To James Madison from Charles Peale Polk, 10 [October] 1800
From Charles Peale Polk
Frederick Town 10th. [October] 1800.
Dear Sir,
I was honor’d with your Letter of Augt. 5th.1 at which time much uncertainty rested on the state of political affairs in Maryland. I have now the pleasure of communicating to you that the People of our State will exercsise the right of suffrage in the Choice of Electors in Districts.2 Altho I cannot give an Official statement of the different polls throughout the State, yet I can Assure you that the Republicans have a majority in the Lower House.

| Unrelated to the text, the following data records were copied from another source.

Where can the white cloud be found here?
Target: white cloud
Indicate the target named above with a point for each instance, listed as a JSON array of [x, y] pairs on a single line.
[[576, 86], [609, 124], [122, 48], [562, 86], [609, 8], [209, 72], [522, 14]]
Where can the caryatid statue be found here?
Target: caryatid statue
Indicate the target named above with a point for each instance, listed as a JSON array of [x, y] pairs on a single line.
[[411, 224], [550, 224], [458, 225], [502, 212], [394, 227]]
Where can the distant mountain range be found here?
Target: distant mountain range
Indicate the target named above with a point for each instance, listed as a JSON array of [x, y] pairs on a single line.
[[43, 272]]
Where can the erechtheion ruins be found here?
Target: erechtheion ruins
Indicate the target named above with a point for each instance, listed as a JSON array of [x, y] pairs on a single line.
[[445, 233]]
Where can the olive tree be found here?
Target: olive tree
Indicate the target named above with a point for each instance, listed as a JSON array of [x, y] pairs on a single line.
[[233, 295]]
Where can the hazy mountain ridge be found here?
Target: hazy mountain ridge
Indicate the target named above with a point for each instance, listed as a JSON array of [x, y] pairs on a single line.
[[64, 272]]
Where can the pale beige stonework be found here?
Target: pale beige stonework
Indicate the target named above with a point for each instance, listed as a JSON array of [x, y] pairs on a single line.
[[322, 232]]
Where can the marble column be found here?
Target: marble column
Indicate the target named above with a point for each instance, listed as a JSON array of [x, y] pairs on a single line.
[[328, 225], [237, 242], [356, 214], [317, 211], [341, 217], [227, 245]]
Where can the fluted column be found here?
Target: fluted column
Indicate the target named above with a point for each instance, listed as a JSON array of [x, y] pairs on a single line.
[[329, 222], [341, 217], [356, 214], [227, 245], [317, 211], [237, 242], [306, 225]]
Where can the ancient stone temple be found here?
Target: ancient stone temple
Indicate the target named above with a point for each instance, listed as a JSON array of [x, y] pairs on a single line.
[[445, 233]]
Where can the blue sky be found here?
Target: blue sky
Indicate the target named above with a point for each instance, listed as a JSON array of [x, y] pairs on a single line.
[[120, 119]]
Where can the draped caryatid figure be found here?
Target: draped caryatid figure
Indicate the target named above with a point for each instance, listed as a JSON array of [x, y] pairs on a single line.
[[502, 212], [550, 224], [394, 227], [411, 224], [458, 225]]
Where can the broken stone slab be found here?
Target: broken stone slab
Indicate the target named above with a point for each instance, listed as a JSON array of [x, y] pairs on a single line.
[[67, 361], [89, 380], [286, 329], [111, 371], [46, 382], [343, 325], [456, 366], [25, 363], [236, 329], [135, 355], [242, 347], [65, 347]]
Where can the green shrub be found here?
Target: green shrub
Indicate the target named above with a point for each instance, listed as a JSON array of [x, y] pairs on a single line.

I have also the pleasure to add that, from the best information I have recieved on the subject, Mr. Jefferson will most probably have 7 Votes from this state. By the News Paper of our Town,3 which accompanies this Letter, you will see the astonishing increase of Republicans in Our County. With Sentiments of the highest esteem and respect, I am, Dear Sir, your Obd Hue Servt.
Charles P. Polk
RC (DLC). Conjectural date supplied on the basis of the Maryland legislative elections in October 1800 (see n. 2).
1. Letter not found.
2. Maryland Federalists wished to change the method of selecting presidential electors from a district system to one in which the electors were chosen by the legislature. The latter method would ensure a monopoly of electoral votes to the party that controlled the legislature. Republican gains in the October elections for the House of Delegates meant that the district system of election would be retained (L. Marx Renzulli, Jr., Maryland: The Federalist Years [Rutherford, N.J., 1973], pp. 213–19).
3. Polk’s reference could be to either of two Frederick, Maryland, weekly newspapers: the Rights of Man, which ceased publication in November 1800, or Bartgis’s Republican Gazette, which sometime in 1800 saw the political handwriting on the wall and changed its name from Bartgis’s Federal Gazette (Brigham, History of American Newspapers, 1:258–59, 266).